There is neither a guide nor standard for this.
If using either of Euclidean distance or Pearson correlation, your data should follow a Gaussian / normal (parametric) distribution. So, if coming from a microarray, anything from RMA normalisation is fine, whereas, if coming from RNA-seq, any data deriving from a transformed normalised count metric should be fine, such as variance-stabilised, regularised log, or log CPM expression levels.
If you are performing clustering on non-normal data, like 'normalised' [non-transformed] RNA-seq counts, FPKM expression units, etc., then use Spearman correlation (non-parametric).
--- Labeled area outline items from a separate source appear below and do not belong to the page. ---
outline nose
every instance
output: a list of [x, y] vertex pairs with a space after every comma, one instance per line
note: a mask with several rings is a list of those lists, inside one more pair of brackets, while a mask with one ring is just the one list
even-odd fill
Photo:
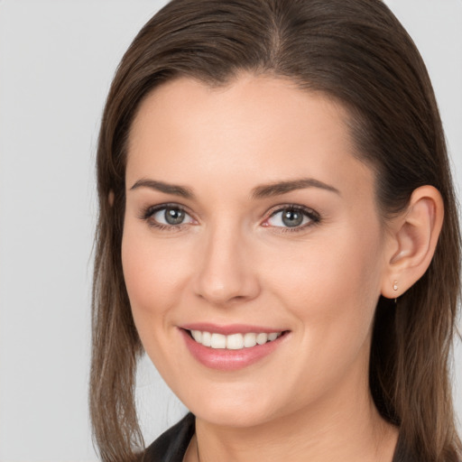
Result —
[[204, 236], [194, 281], [196, 295], [219, 306], [257, 297], [260, 283], [249, 244], [236, 229], [216, 229]]

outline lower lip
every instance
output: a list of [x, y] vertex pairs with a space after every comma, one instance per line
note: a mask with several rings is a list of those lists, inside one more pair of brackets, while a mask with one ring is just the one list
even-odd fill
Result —
[[184, 329], [180, 329], [191, 355], [203, 365], [219, 371], [236, 371], [254, 365], [273, 353], [284, 340], [286, 334], [263, 345], [240, 350], [204, 346], [196, 342]]

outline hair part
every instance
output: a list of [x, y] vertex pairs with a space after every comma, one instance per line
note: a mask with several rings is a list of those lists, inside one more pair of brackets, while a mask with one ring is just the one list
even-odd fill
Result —
[[[345, 106], [358, 158], [375, 171], [383, 217], [437, 188], [445, 220], [433, 260], [397, 307], [381, 298], [371, 392], [414, 457], [455, 462], [448, 375], [460, 293], [460, 231], [444, 133], [423, 60], [380, 0], [173, 0], [141, 30], [115, 76], [100, 130], [90, 413], [104, 461], [136, 460], [143, 441], [134, 378], [143, 352], [121, 262], [130, 128], [141, 101], [177, 77], [223, 86], [242, 72], [289, 79]], [[114, 203], [109, 203], [109, 194]]]

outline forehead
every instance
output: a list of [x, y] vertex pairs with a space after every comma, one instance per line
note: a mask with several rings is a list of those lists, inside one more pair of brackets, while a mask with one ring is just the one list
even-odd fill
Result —
[[347, 118], [341, 105], [285, 79], [242, 75], [212, 88], [177, 79], [140, 105], [129, 136], [127, 185], [160, 174], [179, 184], [229, 180], [248, 188], [300, 175], [339, 186], [369, 180]]

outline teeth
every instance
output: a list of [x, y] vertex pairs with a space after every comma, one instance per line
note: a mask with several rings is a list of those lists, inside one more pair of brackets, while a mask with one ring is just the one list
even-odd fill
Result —
[[228, 349], [228, 350], [241, 350], [243, 348], [251, 348], [256, 345], [264, 345], [266, 342], [273, 342], [282, 332], [271, 332], [266, 334], [259, 332], [248, 332], [246, 334], [231, 334], [224, 336], [222, 334], [211, 333], [200, 330], [191, 330], [191, 336], [196, 342], [203, 345], [204, 346], [211, 346], [212, 348]]

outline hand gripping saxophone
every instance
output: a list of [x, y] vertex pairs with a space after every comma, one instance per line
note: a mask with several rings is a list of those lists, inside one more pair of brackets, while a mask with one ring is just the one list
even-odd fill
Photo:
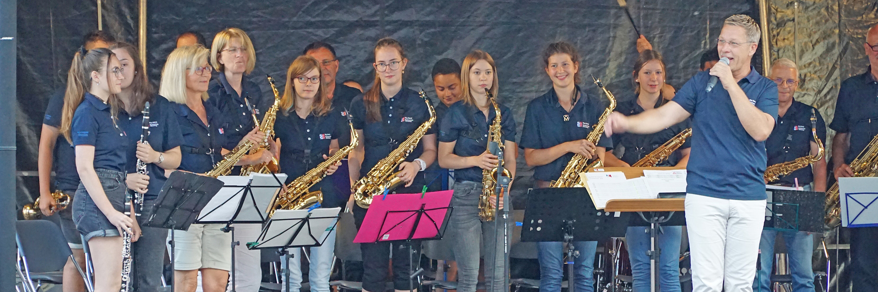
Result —
[[503, 129], [500, 125], [500, 106], [497, 105], [497, 101], [491, 94], [491, 90], [485, 90], [485, 93], [487, 95], [488, 102], [494, 108], [493, 123], [488, 126], [487, 151], [491, 154], [497, 155], [500, 163], [498, 163], [497, 167], [482, 170], [482, 196], [479, 197], [479, 217], [482, 218], [482, 221], [493, 221], [494, 208], [491, 208], [491, 196], [496, 194], [494, 187], [497, 185], [497, 172], [502, 169], [501, 176], [503, 177], [509, 177], [512, 174], [508, 169], [503, 167], [503, 151], [506, 146], [503, 145]]
[[378, 163], [369, 170], [365, 176], [360, 178], [350, 187], [350, 191], [354, 193], [354, 200], [356, 201], [356, 205], [361, 208], [369, 209], [369, 205], [372, 203], [372, 198], [376, 195], [390, 191], [405, 182], [398, 176], [399, 172], [396, 171], [397, 167], [399, 167], [399, 163], [406, 160], [408, 154], [412, 153], [414, 147], [418, 146], [421, 138], [424, 137], [427, 130], [433, 125], [433, 123], [435, 123], [436, 112], [433, 110], [433, 104], [430, 103], [429, 98], [427, 97], [424, 89], [421, 89], [419, 94], [421, 98], [424, 99], [424, 103], [427, 103], [430, 118], [421, 124], [417, 129], [414, 129], [414, 132], [400, 143], [399, 146], [393, 152], [390, 153], [390, 155], [378, 160]]
[[[275, 82], [274, 78], [271, 78], [271, 76], [268, 75], [266, 75], [265, 76], [268, 77], [269, 84], [271, 85], [271, 91], [274, 91], [275, 103], [273, 105], [271, 105], [270, 108], [269, 108], [269, 110], [265, 112], [265, 116], [263, 116], [263, 122], [256, 124], [257, 126], [259, 127], [259, 132], [265, 133], [265, 139], [263, 139], [263, 142], [259, 144], [258, 148], [250, 150], [249, 153], [250, 154], [254, 154], [259, 152], [260, 150], [270, 149], [269, 140], [274, 139], [274, 123], [275, 120], [277, 119], [277, 109], [279, 107], [278, 103], [280, 103], [280, 94], [277, 93], [277, 88], [275, 87], [274, 85]], [[277, 173], [277, 170], [280, 167], [278, 167], [277, 160], [271, 158], [271, 160], [268, 162], [263, 162], [259, 164], [241, 167], [241, 175], [243, 176], [250, 175], [250, 173], [257, 173], [257, 174]]]
[[269, 205], [269, 217], [274, 216], [276, 210], [302, 210], [310, 208], [316, 203], [323, 203], [322, 191], [315, 190], [309, 192], [308, 189], [327, 176], [326, 172], [329, 167], [347, 157], [360, 144], [356, 131], [354, 130], [354, 125], [350, 121], [350, 115], [348, 114], [345, 116], [348, 117], [348, 127], [350, 128], [350, 144], [339, 149], [325, 161], [320, 162], [317, 167], [305, 173], [304, 175], [296, 178], [290, 184], [287, 184], [286, 189], [275, 196], [274, 200], [271, 201], [271, 204]]
[[823, 141], [820, 140], [820, 138], [817, 138], [817, 113], [814, 112], [814, 109], [811, 109], [811, 134], [814, 135], [814, 141], [817, 143], [817, 154], [799, 157], [792, 161], [778, 163], [766, 167], [765, 174], [762, 175], [766, 182], [777, 181], [781, 176], [789, 174], [823, 158], [824, 150]]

As usual, get intimate with your data, know its distribution, and thereafter choose the appropriate method(s).
Kevin
A good point to rise is data distribution importance for choosing distance measures in clustering analysis. Thanks This is my understanding of differences between Euclidean distance or Pearson correlation distances application for gene expression clustering: When we are interested in considering overall expression profiles (up and down), correlation-based measures (i.e. Pearson correlation) would be of choice. In other cases, we may want to cluster observations with the same magnitude of dysregulation together. In this way observations with high value of features would cluster together. In these cases, Euclidean distance would be our choice for dissimilarity matrix calculation.
Thanks a lot I got it
I got it, thanks a lot for this fruitful answer.